L'enseignement en Fédération Wallonie-Bruxelles n'a pas totalement retrouvé la sérénité en ce début d'année scolaire. Les réformes voulues et votées le 7 juin dernier continuent de provoquer la colère des syndicats, qui voient les premières conséquences des mesures se marquer, notamment, dans l'emploi des enseignants.
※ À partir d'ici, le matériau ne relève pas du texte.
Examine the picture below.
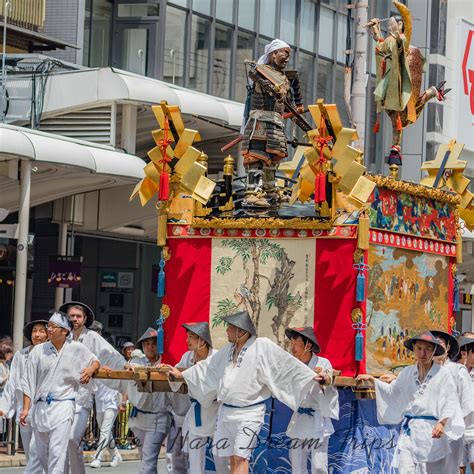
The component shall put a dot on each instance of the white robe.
(208, 411)
(106, 354)
(156, 404)
(11, 401)
(262, 370)
(49, 372)
(436, 397)
(325, 403)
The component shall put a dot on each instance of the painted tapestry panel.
(408, 292)
(408, 214)
(272, 279)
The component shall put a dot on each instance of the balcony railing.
(28, 14)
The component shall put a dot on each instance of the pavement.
(126, 467)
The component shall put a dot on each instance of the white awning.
(93, 87)
(61, 166)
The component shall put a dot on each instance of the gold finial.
(393, 171)
(229, 165)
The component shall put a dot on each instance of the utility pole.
(359, 86)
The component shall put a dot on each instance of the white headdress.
(270, 48)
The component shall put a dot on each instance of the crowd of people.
(51, 390)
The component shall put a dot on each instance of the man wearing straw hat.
(50, 386)
(423, 398)
(463, 390)
(82, 316)
(310, 426)
(242, 376)
(11, 402)
(200, 420)
(151, 413)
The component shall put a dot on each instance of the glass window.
(245, 44)
(307, 24)
(174, 46)
(100, 34)
(341, 38)
(267, 17)
(324, 81)
(221, 67)
(225, 10)
(202, 6)
(288, 21)
(134, 50)
(326, 28)
(181, 3)
(87, 29)
(305, 71)
(246, 17)
(341, 105)
(199, 53)
(137, 9)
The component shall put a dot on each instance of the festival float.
(368, 260)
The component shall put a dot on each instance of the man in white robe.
(200, 420)
(423, 398)
(310, 426)
(151, 413)
(82, 316)
(50, 388)
(11, 401)
(242, 376)
(463, 384)
(467, 349)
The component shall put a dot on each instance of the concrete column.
(22, 255)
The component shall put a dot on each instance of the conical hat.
(453, 344)
(242, 321)
(90, 316)
(200, 329)
(426, 336)
(148, 334)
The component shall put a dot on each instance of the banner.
(64, 272)
(280, 282)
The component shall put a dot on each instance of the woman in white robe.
(463, 390)
(423, 398)
(242, 376)
(11, 401)
(200, 420)
(310, 426)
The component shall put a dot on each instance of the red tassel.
(320, 188)
(399, 124)
(164, 191)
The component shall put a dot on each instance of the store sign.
(109, 280)
(64, 272)
(466, 85)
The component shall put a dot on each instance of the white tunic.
(11, 400)
(156, 405)
(53, 373)
(105, 353)
(262, 370)
(435, 397)
(106, 398)
(208, 411)
(325, 403)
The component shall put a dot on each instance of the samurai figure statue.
(399, 77)
(272, 92)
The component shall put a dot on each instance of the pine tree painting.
(252, 255)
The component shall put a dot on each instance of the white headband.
(270, 48)
(60, 320)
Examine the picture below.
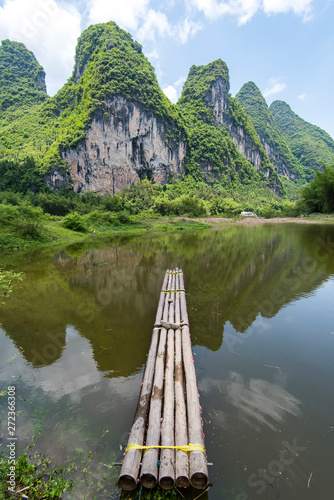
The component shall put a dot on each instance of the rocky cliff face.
(122, 146)
(279, 153)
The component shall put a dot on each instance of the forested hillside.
(254, 104)
(310, 145)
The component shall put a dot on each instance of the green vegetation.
(212, 152)
(35, 477)
(8, 279)
(22, 78)
(318, 196)
(310, 145)
(109, 63)
(254, 104)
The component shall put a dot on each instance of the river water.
(75, 333)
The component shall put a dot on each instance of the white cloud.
(180, 81)
(126, 13)
(275, 87)
(187, 29)
(47, 28)
(171, 93)
(154, 22)
(244, 10)
(301, 8)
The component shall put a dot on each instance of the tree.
(318, 196)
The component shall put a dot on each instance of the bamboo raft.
(166, 442)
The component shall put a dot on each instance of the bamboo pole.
(197, 460)
(130, 468)
(167, 456)
(149, 470)
(181, 433)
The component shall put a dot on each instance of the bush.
(75, 222)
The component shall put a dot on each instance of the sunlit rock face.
(123, 145)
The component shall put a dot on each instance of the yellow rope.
(186, 447)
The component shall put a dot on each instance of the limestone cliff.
(271, 138)
(205, 98)
(122, 146)
(126, 129)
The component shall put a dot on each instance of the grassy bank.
(49, 231)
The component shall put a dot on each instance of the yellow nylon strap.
(186, 447)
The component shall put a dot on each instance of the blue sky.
(285, 46)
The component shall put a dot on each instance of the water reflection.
(75, 335)
(110, 295)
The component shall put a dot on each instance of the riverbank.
(51, 233)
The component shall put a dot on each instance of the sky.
(286, 47)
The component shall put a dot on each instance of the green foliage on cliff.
(22, 78)
(311, 145)
(196, 98)
(108, 63)
(212, 152)
(318, 196)
(21, 176)
(255, 106)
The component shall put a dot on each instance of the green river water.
(75, 333)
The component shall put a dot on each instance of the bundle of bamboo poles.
(166, 437)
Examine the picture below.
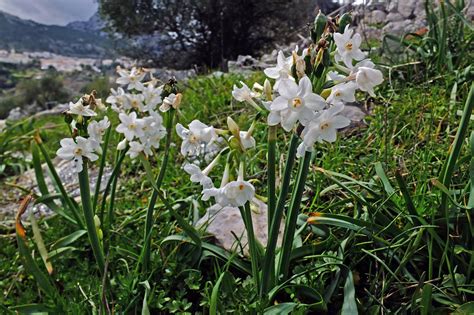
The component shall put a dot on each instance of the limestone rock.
(394, 17)
(227, 226)
(10, 197)
(406, 7)
(378, 16)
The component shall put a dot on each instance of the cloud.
(59, 12)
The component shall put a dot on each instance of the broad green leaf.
(349, 307)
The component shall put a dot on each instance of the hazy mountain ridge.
(94, 24)
(26, 35)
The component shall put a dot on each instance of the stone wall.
(395, 17)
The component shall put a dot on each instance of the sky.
(58, 12)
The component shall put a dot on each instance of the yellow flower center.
(297, 102)
(324, 126)
(77, 151)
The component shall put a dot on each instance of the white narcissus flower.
(153, 130)
(195, 137)
(130, 126)
(96, 130)
(117, 98)
(335, 76)
(296, 102)
(234, 194)
(79, 109)
(75, 151)
(151, 97)
(172, 100)
(238, 193)
(348, 47)
(131, 78)
(324, 127)
(244, 94)
(135, 149)
(3, 124)
(247, 140)
(344, 92)
(198, 176)
(122, 145)
(135, 101)
(368, 78)
(282, 70)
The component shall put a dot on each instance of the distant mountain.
(95, 24)
(26, 35)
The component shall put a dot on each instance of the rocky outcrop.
(394, 17)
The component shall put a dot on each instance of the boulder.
(378, 16)
(228, 229)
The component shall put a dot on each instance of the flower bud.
(68, 118)
(122, 145)
(267, 88)
(300, 65)
(177, 100)
(233, 128)
(257, 87)
(343, 21)
(319, 26)
(96, 222)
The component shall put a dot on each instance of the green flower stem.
(271, 178)
(253, 250)
(113, 176)
(290, 225)
(154, 196)
(456, 147)
(89, 217)
(101, 168)
(66, 198)
(268, 278)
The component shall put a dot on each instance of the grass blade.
(349, 306)
(30, 264)
(40, 243)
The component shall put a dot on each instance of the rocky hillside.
(95, 25)
(26, 35)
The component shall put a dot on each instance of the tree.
(207, 32)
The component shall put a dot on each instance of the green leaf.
(426, 299)
(40, 243)
(145, 309)
(215, 294)
(69, 239)
(280, 309)
(465, 309)
(218, 252)
(349, 307)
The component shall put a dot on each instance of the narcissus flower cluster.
(87, 134)
(140, 120)
(301, 81)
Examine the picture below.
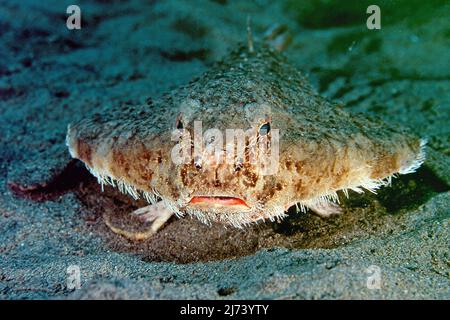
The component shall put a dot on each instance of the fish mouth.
(219, 202)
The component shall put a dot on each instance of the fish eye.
(264, 129)
(179, 124)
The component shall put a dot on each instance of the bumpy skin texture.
(323, 149)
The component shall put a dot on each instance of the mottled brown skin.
(323, 149)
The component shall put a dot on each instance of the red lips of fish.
(224, 201)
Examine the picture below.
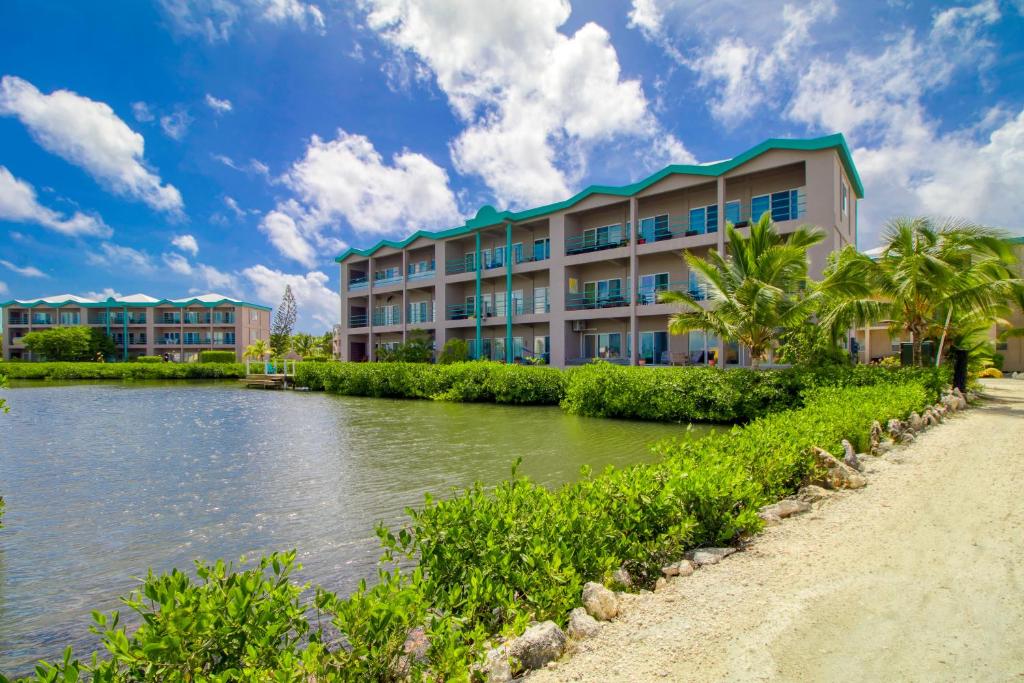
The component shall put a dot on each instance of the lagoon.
(104, 480)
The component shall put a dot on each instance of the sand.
(920, 577)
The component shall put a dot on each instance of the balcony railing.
(610, 299)
(591, 242)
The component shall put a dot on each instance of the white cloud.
(284, 233)
(25, 271)
(218, 105)
(347, 177)
(535, 99)
(117, 256)
(18, 204)
(177, 263)
(90, 135)
(103, 294)
(185, 243)
(141, 112)
(176, 125)
(216, 19)
(313, 298)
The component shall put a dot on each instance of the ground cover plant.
(146, 370)
(484, 562)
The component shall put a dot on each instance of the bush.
(217, 356)
(488, 560)
(119, 371)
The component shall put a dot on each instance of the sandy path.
(918, 577)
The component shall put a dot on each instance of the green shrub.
(217, 356)
(119, 371)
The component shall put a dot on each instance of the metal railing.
(584, 300)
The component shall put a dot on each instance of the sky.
(185, 146)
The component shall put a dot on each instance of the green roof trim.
(488, 216)
(114, 303)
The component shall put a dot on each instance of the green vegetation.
(488, 561)
(61, 344)
(601, 389)
(755, 292)
(118, 371)
(216, 356)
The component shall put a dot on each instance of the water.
(105, 480)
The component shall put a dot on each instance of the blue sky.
(181, 146)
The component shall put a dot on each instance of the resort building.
(579, 280)
(141, 325)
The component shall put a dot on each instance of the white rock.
(583, 625)
(599, 602)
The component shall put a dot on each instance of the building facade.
(141, 325)
(579, 280)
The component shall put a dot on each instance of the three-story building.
(580, 279)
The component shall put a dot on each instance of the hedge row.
(488, 560)
(115, 371)
(601, 389)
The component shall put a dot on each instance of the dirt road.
(919, 577)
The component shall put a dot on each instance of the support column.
(509, 308)
(634, 282)
(479, 309)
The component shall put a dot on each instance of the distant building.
(141, 325)
(580, 279)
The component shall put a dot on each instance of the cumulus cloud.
(216, 19)
(90, 135)
(218, 105)
(18, 204)
(117, 256)
(534, 99)
(25, 271)
(314, 299)
(185, 243)
(176, 125)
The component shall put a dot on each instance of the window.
(541, 302)
(654, 347)
(732, 212)
(654, 228)
(604, 345)
(704, 219)
(782, 206)
(542, 249)
(650, 285)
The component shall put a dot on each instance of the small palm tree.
(258, 349)
(753, 293)
(928, 278)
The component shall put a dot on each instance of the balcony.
(609, 237)
(612, 298)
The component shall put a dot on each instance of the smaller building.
(140, 325)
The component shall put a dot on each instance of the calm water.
(105, 480)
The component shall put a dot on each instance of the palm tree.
(258, 349)
(927, 278)
(754, 292)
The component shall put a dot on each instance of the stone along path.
(919, 577)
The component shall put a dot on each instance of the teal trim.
(487, 216)
(131, 304)
(479, 309)
(509, 308)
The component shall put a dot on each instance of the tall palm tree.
(258, 349)
(754, 292)
(928, 276)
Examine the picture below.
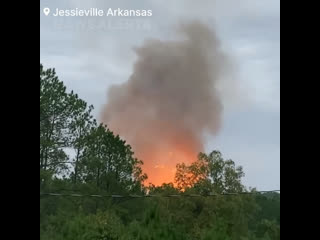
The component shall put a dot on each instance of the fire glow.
(170, 100)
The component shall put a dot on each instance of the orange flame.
(160, 166)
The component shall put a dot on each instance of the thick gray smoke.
(170, 100)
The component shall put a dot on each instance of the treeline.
(78, 155)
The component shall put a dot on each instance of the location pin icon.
(46, 11)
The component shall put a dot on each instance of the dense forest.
(91, 185)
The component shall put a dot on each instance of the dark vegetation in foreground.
(103, 163)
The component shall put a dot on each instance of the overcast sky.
(91, 54)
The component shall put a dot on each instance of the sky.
(92, 53)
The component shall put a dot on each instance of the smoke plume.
(170, 100)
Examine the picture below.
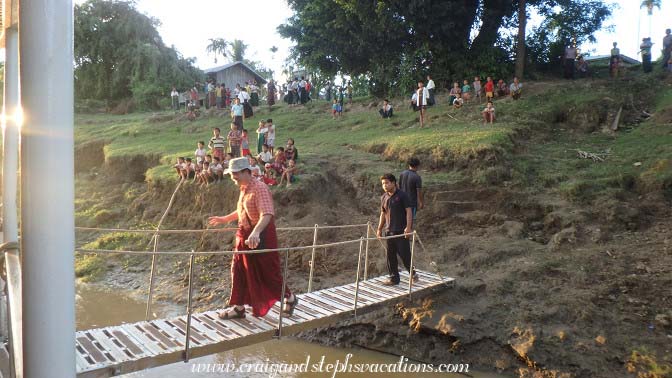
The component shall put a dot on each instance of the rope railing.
(231, 252)
(226, 229)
Un appel à manifester a d'ailleurs été lancé en front commun pour le jeudi 10 septembre. L'administrateur général de Wallonie-Bruxelles Enseignement, André Grenier, a réagi à cet appel à manifestation à notre micro, prônant "la stabilité" pour les élèves. "WBE se positionne en disant que s’opposer, faire grève, est un droit mais nous demandons de la stabilité au niveau de la rentrée scolaire, c’est-à-dire de ne pas avoir de piquet de grève bloquant ou filtrant afin d’organiser la rentrée scolaire", a-t-il insisté. "On entend très clairement qu’il peut y avoir une manifestation le 10 septembre. Nous rappelons qu’il y a un besoin de stabilité pour que les élèves puissent entrer et pour que les cours puissent être organisés. Deuxième message que nous communiquons aux enseignants : être focus sur les élèves et que les démarches de contestation n’entachent pas la bonne scolarité des élèves."